Belcher joined the Royal Navy as a volunteer in 1812 and was made lieutenant in 1818 after serving in the Mediterranean. From 1826 to 1828, he served as assistant surveyor under Commander Frederick William Beechey on an expedition to the Bering Strait aboard the HMS Blossom.

He was made commander in 1829, leading ships along on the coast of Africa and the Irish Sea. Belcher wrote A Treatise on Nautical Surveying (1835), which was a useful reference book for years. He later conducted a survey of the Pacific coast, during which he corrected the position of Mount St. Elias and made an initial study of Nootka Sound. Belcher was seen as bad tempered and malicious by his officers and men, taking away from his achievements. Nevertheless, he later received the Order of the Bath in 1841 and was knighted in 1843.

1852 to 1854: Arctic Expedition

Despite his poor reputation as a commander, in 1852 Sir Edward Belcher was appointed commanding officer of a five-ship expedition in search of Sir John Franklin. (In 1845, Franklin had disappeared along with his men while looking for the Northwest Passage.) This was the largest expedition the British government had ordered to find Franklin. It consisted of the HMS Assistance, the HMS Resolute, HMS Pioneer, HMS Intrepid and the HMS North Star. As he sailed through Wellington Channel, Belcher became the first European to sight Exmouth Island, North Cornwall Island, and a channel (later named for him) leading to Jones Sound.

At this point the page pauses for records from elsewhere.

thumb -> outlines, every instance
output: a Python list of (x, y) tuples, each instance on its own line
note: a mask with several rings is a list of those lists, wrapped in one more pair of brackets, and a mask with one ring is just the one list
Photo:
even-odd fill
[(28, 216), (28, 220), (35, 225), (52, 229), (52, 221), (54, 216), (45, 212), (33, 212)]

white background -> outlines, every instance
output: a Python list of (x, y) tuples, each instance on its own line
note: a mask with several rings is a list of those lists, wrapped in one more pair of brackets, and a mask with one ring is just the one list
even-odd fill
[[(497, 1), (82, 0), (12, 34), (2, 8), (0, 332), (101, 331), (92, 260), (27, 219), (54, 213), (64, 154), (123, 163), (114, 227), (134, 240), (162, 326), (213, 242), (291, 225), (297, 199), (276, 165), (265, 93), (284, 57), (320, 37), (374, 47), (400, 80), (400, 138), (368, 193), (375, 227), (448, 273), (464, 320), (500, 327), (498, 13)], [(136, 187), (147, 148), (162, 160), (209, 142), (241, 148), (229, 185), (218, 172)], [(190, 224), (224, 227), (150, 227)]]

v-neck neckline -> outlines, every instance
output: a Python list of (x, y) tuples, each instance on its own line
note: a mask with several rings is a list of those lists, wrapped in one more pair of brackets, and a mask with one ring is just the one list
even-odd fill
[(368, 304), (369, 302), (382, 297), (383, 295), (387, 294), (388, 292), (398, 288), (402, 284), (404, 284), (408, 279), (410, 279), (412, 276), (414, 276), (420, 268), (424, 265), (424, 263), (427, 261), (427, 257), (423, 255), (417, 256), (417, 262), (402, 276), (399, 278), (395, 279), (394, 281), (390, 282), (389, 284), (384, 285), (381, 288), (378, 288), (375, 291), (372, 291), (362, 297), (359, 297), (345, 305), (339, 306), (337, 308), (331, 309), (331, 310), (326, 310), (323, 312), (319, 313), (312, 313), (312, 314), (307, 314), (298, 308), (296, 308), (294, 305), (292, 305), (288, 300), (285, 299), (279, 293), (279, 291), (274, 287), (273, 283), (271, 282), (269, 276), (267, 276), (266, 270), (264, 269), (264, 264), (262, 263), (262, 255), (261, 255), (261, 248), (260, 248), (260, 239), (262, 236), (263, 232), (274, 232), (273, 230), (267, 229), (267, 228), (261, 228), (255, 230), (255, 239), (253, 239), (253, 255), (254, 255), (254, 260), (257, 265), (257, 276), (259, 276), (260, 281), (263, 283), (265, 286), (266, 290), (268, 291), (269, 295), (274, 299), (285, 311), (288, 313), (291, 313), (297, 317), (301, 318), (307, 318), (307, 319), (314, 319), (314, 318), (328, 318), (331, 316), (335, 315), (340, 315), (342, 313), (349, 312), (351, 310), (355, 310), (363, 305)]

The expedition was not successful in finding Franklin but managed to rescue Captain Robert McClure and the men of the HMS Investigator from Mercy Bay. In the summer of 1854, Belcher decided it was time to return home, not wanting to spend a third winter trapped in the ice. He ignored protest from his crew and ordered four ships to be left behind. He and his men sailed home in the fifth.

Belcher was court-martialled as a result of the deserted ships and exonerated, as he successfully proved he acted within his orders. He suggested that there was no proof that the ships would have been freed from the ice with enough time to sail home before winter. One of the ships left behind, the HMS Resolute, was eventually recovered by the United States and returned to the British government as a gift in 1856. He wrote The Last of the Arctic Voyages (1855), a book meant to explain his decision, which did nothing to help his reputation as the wrong person to have led the ill-fated expedition.

Belcher would never actively serve in the Royal Navy again, but rose in rank from Knight Commander of the Order of Bath in 1867, to admiral in 1872 as a result of his seniority. He died in 1877. Point Belcher in Alaska, and Nunavut’s Belcher Islands and Belcher Channel are named after him.